BEFORE I LEFT EDMONTON I HAD TRACKED DOWN EDITH Bircombe’s address and sent her a note reminding her
of my desire to see her when I was in Toronto. Once the Institute was over, I followed up with a phone call and, in that whispery voice she agreed to an afternoon meeting.
She lived in a walk-up off Church Street, a fading, stucco edifice with some Romanesque touches and hints of stained glass here and there in windows that had escaped replacement. I was not surprised to find her attached to an oxygen canister. She was an aging butterfly, layered in bright silk that had, at some point, been subjected to a batik process that left trails through fields of maroon and crimson and celery green.
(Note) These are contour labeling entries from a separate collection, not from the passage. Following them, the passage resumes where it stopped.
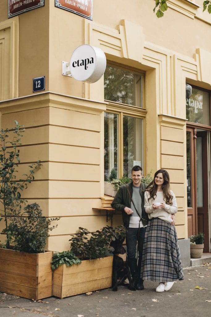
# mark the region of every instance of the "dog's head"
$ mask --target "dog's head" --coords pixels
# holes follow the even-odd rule
[[[122,244],[125,240],[124,237],[119,237],[111,241],[110,245],[114,249],[115,251],[120,249],[122,247]]]

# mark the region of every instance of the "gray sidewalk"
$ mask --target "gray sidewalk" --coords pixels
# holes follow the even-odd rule
[[[0,293],[1,317],[210,317],[211,263],[184,270],[184,279],[168,292],[157,293],[158,283],[144,283],[143,291],[125,286],[63,299],[49,297],[36,302]],[[203,288],[195,288],[196,286]]]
She gestured me in and beckoned for me to follow her as she trundled the oxygen canister into a sitting room rampant with cushions that looked as if they might have been fashioned from the remains of the garment she wore.
“I’m an artist too,” she whispered. “I work in silk.”
“Very … nice,” I managed.
“Sooo …” she said, once she had settled into an armchair and manoeuvred the canister into position. “You’re looking into the life of Radcliffe Malthus.” She giggled faintly. “He’s not remembered much any more. I think his photographs are in storage at the National Gallery at the moment. You asked about Louella. That’s a portrait of the two of us.” She waved to a framed photograph across the room.
I got up to take a closer look. They were teenagers, these girls, dressed in a flapper style that made me think of photographs of Clara Bow or Louise Brooks. Bee-stung lips, bobbed hair, eyebrows refashioned with a makeup pencil. Filmy silk and pearls.
“He sent one of those photos to Hollywood,” she mused. “Louella and I thought they might be looking for more sisters—you know, like the Gishes, but no one ever responded. I guess there were so many. But then, Mary Pickford came from Toronto. People have to come from somewhere and why not Toronto?” She flashed a lipstick-stained smile at me that crumpled into a gasping spell that sent her fingers scuttling over valves in the breathing apparatus.
“Emphysema,” she explained, regaining her breath. “Louella died a couple of years after the war. Traffic accident. She was Rad’s favourite, I think, although he was always very sweet to me. Pour yourself a drink.” She waved to a mahogany cabinet, one of the few pieces of furniture that remained silk-free.